14 de janeiro de 2015

dentro da alma

O’ABRE ASPAS, crônica com poesia


Eu gostava de pensar como sou corajoso, nos finais de tarde. O céu vinha cinza carregado de nuvens e vento e logo caíam uns pingos grossos, de tanto em tanto, duros e gelados. Tocavam os meninos a correr. Até hoje o som de trovoada me agrada como o som de uma artilharia de água do Céu contra a Terra, eu estava lá... Talvez fosse emboscada, tão certa quanto a hora de buscar o cavalo. Ainda o vejo. Um tordilho velho com a pelagem branca, cinzenta, manchada, as quatro pernas negras. Ele era a própria imagem da Tempestade.

Alguns anos depois, quando lia os versos de Henriqueta Lisboa que, por todas as letras do seu nome só poderia ser uma pessoa antiga o bastante, me intrigava pensar se escrevia conhecendo-me. Ela tinha a resposta que eu daria em casa...

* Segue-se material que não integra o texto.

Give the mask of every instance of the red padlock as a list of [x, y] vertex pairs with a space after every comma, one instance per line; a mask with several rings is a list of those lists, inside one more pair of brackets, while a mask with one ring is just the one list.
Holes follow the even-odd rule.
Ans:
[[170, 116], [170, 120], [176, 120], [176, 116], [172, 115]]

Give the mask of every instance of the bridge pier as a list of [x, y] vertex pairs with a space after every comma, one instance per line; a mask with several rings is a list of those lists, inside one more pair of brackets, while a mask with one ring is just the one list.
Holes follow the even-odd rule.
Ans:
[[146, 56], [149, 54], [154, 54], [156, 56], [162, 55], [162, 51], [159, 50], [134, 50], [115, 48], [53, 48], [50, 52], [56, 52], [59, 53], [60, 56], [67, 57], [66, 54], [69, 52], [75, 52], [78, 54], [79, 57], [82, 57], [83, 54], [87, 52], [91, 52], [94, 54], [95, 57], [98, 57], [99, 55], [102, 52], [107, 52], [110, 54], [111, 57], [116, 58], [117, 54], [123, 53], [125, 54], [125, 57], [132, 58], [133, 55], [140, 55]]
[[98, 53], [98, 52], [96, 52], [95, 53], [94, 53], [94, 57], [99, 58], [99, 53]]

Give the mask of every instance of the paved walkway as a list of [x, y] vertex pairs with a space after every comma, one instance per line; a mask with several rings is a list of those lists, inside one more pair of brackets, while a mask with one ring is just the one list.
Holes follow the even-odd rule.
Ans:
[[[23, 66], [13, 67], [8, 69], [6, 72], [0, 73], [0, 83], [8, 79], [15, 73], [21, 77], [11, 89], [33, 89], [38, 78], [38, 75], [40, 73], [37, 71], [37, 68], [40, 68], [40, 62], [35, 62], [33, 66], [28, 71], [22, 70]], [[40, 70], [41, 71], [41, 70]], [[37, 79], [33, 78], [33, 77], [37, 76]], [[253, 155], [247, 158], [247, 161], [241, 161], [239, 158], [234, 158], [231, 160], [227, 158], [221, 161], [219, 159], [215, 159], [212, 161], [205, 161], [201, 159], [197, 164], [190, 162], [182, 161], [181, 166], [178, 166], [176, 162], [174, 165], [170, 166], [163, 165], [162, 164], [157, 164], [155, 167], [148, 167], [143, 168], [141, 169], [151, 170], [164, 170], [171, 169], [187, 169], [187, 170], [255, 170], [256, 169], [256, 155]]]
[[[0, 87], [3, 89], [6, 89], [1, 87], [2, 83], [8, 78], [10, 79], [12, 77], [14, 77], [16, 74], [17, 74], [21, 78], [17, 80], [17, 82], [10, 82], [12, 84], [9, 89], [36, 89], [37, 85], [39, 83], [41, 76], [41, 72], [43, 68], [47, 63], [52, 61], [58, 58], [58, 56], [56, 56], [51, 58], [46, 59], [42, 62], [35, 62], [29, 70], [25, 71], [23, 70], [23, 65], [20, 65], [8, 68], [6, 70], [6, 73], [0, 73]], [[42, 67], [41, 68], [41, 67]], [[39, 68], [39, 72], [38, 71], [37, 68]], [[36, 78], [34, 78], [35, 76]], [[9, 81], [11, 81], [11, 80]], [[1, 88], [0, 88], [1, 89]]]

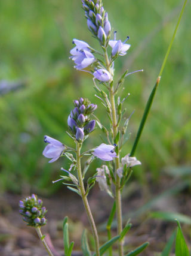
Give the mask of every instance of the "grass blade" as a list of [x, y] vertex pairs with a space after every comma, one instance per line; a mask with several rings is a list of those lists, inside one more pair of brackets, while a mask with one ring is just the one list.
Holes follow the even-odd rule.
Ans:
[[74, 245], [74, 242], [71, 242], [69, 248], [68, 248], [66, 256], [71, 256], [73, 245]]
[[141, 252], [149, 245], [149, 243], [148, 242], [146, 242], [146, 243], [143, 243], [143, 245], [141, 245], [140, 246], [137, 247], [137, 248], [136, 248], [135, 250], [132, 251], [131, 252], [130, 252], [128, 254], [126, 254], [125, 256], [135, 256], [135, 255], [137, 255], [140, 252]]
[[167, 243], [166, 245], [165, 246], [165, 248], [164, 248], [161, 254], [161, 256], [169, 256], [171, 251], [171, 248], [174, 241], [175, 237], [175, 231], [174, 231], [172, 233], [171, 237], [170, 237], [170, 239]]
[[177, 212], [152, 212], [150, 216], [153, 218], [161, 219], [164, 221], [174, 221], [174, 219], [177, 219], [181, 223], [191, 225], [190, 217]]
[[189, 251], [184, 240], [183, 234], [181, 231], [180, 224], [178, 221], [177, 221], [178, 229], [175, 239], [175, 256], [189, 256]]

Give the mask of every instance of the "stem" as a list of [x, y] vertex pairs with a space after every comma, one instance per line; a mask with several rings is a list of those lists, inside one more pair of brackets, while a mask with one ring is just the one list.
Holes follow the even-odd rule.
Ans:
[[44, 237], [43, 237], [42, 234], [41, 233], [41, 228], [39, 227], [38, 227], [36, 228], [35, 228], [36, 232], [38, 234], [38, 236], [39, 237], [39, 239], [41, 240], [44, 247], [45, 248], [46, 250], [47, 251], [47, 252], [48, 253], [48, 254], [50, 256], [54, 256], [54, 254], [52, 253], [52, 252], [51, 251], [50, 248], [48, 247]]
[[83, 177], [82, 177], [82, 171], [81, 171], [81, 155], [80, 155], [81, 147], [81, 143], [79, 143], [79, 142], [76, 142], [76, 165], [77, 165], [78, 176], [78, 180], [79, 180], [79, 188], [81, 192], [81, 197], [82, 197], [84, 205], [86, 210], [86, 213], [88, 216], [88, 220], [90, 223], [93, 233], [94, 235], [95, 245], [96, 245], [96, 256], [100, 256], [100, 250], [99, 250], [100, 246], [99, 246], [99, 240], [98, 240], [98, 237], [97, 234], [97, 231], [96, 229], [94, 218], [93, 217], [93, 215], [90, 210], [90, 207], [87, 198], [84, 185]]
[[[110, 74], [112, 75], [112, 72], [110, 67], [109, 61], [108, 58], [107, 53], [104, 49], [104, 57], [107, 69]], [[115, 92], [113, 86], [110, 86], [109, 90], [110, 102], [112, 109], [112, 126], [114, 138], [116, 137], [118, 127], [117, 127], [117, 119], [116, 107], [115, 103]], [[115, 158], [115, 170], [116, 170], [119, 168], [119, 153], [118, 153], [117, 158]], [[116, 175], [116, 185], [115, 185], [115, 203], [117, 215], [117, 223], [118, 223], [118, 234], [119, 235], [122, 231], [122, 210], [121, 210], [121, 179], [118, 175]], [[119, 256], [124, 255], [123, 249], [123, 240], [118, 241], [118, 252]]]

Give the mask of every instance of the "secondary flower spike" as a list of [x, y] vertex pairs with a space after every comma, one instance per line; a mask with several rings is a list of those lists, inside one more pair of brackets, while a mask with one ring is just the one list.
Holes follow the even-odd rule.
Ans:
[[127, 51], [131, 46], [131, 44], [125, 44], [128, 39], [129, 38], [127, 37], [124, 42], [122, 42], [121, 40], [109, 40], [109, 44], [112, 48], [112, 55], [113, 56], [117, 54], [120, 56], [124, 56], [127, 54]]
[[48, 162], [53, 162], [59, 158], [65, 147], [61, 142], [47, 135], [44, 136], [44, 141], [48, 144], [42, 153], [47, 158], [52, 158]]
[[117, 157], [114, 149], [114, 146], [102, 143], [94, 149], [93, 154], [101, 160], [112, 161], [115, 157]]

“Eu não sou feito de açúcar
para derreter na chuva.
Eu tenho força nas pernas
para lutar contra o vento!”


Sei que versos são imagens, cadência e pensamentos que passam dentro da gente, e essa leveza cor de chumbo, assim que a chuva chega batendo o tropel, leva-me para longe. Abandono as leituras com alegria. Já não sei como resenhar. O granizo desce no verão.

Atrelo assim a vontade às palavras de Renata Farhat Borges, apresentando a mais recente edição de O menino poeta, com 66 poemas, prefácio de Bartolomeu Campos de Queirós e um estudo em pós da poeta chilena Gabriela Mistral. Para colecionadores de todas as idades.
 Em 1941, Henriqueta Lisboa, poeta mineira com quem Mário de Andrade manteve uma de suas mais ricas correspondências, recebe do modernista uma carta, pela qual esperou por dois meses, com o seguinte comentário: “são simplesmente um encanto pros ouvidos, pros olhos, pro corpo todo. O menino poeta, isso achei maravilha integral”.

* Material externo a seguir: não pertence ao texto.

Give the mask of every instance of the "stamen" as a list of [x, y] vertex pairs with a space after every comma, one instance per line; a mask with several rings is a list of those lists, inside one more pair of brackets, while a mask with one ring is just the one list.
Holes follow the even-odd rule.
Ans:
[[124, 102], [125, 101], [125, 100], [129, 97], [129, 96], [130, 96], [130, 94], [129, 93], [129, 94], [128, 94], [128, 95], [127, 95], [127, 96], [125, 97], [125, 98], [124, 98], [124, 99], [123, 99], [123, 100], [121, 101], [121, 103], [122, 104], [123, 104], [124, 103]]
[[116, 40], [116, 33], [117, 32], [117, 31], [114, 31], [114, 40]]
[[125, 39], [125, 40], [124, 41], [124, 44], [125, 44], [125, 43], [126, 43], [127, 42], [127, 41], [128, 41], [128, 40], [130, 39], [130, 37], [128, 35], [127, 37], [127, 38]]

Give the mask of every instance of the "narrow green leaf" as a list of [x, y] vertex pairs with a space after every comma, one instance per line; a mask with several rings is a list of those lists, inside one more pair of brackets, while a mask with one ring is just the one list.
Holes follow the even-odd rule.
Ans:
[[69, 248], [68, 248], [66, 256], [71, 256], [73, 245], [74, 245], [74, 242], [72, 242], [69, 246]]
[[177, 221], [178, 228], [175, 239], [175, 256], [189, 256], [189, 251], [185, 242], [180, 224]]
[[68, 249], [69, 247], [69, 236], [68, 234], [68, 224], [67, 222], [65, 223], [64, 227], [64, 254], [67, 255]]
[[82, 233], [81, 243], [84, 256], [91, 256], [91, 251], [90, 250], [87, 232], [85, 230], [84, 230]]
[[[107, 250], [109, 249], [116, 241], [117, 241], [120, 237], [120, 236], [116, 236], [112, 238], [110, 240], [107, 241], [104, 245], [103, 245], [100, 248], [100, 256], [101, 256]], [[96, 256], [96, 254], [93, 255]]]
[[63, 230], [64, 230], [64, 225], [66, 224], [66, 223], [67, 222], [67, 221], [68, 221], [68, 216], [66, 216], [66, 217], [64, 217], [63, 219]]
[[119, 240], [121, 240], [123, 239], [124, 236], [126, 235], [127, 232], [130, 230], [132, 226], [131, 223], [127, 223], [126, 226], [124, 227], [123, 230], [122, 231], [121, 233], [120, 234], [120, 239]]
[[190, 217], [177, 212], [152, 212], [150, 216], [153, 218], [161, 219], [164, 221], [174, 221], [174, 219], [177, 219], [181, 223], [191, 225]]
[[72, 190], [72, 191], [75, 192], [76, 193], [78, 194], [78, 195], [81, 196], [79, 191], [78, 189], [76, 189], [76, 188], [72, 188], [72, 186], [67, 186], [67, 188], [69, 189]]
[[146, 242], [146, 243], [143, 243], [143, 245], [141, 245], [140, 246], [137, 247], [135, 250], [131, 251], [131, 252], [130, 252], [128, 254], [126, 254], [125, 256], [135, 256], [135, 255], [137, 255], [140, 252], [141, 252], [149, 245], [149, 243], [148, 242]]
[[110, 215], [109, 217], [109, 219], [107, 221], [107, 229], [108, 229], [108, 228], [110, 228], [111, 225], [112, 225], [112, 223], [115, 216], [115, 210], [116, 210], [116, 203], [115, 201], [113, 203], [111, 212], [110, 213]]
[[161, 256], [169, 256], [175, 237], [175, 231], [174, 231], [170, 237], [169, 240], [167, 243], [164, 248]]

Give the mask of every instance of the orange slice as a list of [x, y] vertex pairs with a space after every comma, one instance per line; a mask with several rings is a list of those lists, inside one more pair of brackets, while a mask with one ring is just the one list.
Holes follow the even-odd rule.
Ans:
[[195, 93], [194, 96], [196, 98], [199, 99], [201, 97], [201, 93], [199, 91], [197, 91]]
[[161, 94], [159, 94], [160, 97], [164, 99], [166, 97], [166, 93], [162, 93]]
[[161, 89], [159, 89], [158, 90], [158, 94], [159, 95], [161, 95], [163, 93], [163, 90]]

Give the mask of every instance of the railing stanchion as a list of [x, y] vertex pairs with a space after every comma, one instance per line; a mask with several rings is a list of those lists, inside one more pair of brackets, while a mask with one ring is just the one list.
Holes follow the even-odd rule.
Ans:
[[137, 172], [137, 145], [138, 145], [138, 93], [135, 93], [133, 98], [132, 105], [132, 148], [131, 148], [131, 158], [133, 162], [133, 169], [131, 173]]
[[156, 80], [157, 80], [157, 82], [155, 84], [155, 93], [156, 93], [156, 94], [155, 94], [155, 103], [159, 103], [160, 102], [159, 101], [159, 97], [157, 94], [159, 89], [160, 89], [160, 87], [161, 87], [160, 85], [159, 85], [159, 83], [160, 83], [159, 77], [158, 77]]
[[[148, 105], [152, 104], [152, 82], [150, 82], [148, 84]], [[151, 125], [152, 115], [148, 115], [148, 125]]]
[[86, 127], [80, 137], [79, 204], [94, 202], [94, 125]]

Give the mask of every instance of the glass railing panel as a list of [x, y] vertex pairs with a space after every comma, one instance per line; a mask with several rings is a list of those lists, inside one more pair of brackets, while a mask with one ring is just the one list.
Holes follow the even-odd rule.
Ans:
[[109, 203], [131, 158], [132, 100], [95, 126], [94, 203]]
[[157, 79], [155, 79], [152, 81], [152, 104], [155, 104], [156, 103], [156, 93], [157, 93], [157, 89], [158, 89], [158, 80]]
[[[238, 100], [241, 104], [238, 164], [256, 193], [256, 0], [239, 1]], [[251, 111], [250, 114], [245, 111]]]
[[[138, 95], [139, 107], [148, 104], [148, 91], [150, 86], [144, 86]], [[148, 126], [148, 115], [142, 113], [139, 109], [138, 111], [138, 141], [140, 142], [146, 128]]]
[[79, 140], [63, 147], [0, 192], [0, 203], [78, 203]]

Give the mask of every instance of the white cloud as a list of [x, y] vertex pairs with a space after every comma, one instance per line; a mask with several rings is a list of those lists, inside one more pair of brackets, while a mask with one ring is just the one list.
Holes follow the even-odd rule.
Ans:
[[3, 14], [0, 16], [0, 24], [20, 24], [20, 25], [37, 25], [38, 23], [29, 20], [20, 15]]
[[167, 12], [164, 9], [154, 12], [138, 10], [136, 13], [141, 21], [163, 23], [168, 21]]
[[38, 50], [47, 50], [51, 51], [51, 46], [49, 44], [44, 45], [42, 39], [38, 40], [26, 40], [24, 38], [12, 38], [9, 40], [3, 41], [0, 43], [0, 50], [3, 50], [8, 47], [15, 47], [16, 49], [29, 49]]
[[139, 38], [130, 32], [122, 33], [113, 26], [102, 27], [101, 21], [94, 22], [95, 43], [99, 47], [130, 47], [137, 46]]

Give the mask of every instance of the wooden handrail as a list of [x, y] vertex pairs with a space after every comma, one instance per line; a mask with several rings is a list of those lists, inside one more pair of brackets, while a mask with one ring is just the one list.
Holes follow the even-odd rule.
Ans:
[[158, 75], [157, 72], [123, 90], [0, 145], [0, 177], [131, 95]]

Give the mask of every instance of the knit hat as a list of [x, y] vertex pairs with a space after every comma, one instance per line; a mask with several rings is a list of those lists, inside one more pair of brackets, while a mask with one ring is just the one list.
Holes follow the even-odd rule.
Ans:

Os versos a que Mário se refere, aqui reunidos em edição especial, foram publicados pela primeira vez em 1943 e marcaram para sempre a história da literatura infanto-juvenil no Brasil. Embora, como definidos pelo próprio modernista, não sejam feitos para criança nem tampouco versos interessados, os poemas milagrosos em ritmo, melodia e encantamento coincidem com a imagem da infância, cheias de pureza, cristalinidade, alegria, melancolia leve, graça e sonho acordado.

São poemas da plenitude da poeta, que encantam a todo leitor, de qualquer idade.

A obra foi apreciada por escritores contemporâneos da autora e pelas gerações seguintes, crianças, jovens e adultos que, como Mário de Andrade, encontraram na poesia de Henriqueta Lisboa acalento para o menino poeta que mora e brinca dentro da alma.

Murilo Mendes, logo após a leitura do livro publicado, assim escreveu a Henriqueta: “O menino Murilo gostou muito dele”. Que o seu menino se encante também.

Um novo ano + poético para você, com
Henriqueta Lisboa, O menino poeta: obra completa
Ilustrações de Nelson Cruz (Peirópolis, 2008).